# This notebook is used for processing all valid grids produced by me and merging them into 1 file

## Merge all relevant csvs into one df

In [None]:
import pandas as pd

files = ['analysis_random_v3.csv', 'recursively_generated_grids.csv']
df_list = []

for filename in files:
    df = pd.read_csv('csvs/' + filename, index_col=None, header=0, sep=";")
    df_list.append(df)

df = pd.concat(df_list, axis=0, ignore_index=True)

## Take only valid grids

In [None]:
df['is_valid'] = df['number_of_steps_to_solve'] != -1
df_valid = df[df['is_valid']]

## Remove outliers

In [None]:
df_valid = df_valid.sort_values('number_of_steps_to_solve').iloc[10 : -10]
df_valid = df_valid[df_valid['number_of_initial_values'] < 71]

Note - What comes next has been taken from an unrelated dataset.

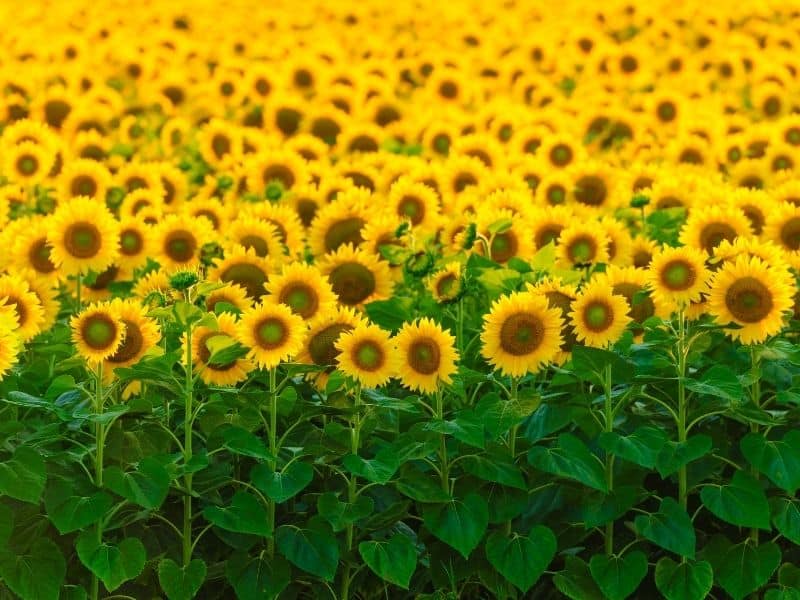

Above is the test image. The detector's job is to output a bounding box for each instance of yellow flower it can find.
[395,318,458,394]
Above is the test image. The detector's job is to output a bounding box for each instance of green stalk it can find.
[603,365,614,556]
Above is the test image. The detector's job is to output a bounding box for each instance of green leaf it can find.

## Assign difficulty level normalized to 1-10 scale

In [None]:
from joblib import load

model = load('sudoku_model.joblib')

def predict_difficulty(predictors):
    return model.predict([predictors])[0]

In [None]:
df_valid["difficulty_level"] =  df_valid.apply(lambda x: predict_difficulty([x['sum_of_candidates'], x['number_of_initial_values'], x['initial_numbers_entropy']]), axis=1)
max_value = df_valid["difficulty_level"].max()
min_value = df_valid["difficulty_level"].min()

# normalize to scale 1-10
df_valid["difficulty_level"] = 1 + ((df_valid["difficulty_level"] - min_value) * 9 / (max_value - min_value))
df_valid["difficulty_level"] = round(df_valid["difficulty_level"], 2)

## Save to file

In [None]:
df_valid = df_valid.sort_values('difficulty_level')
df_valid.to_csv("sudoku_db.csv", sep=';', index=False)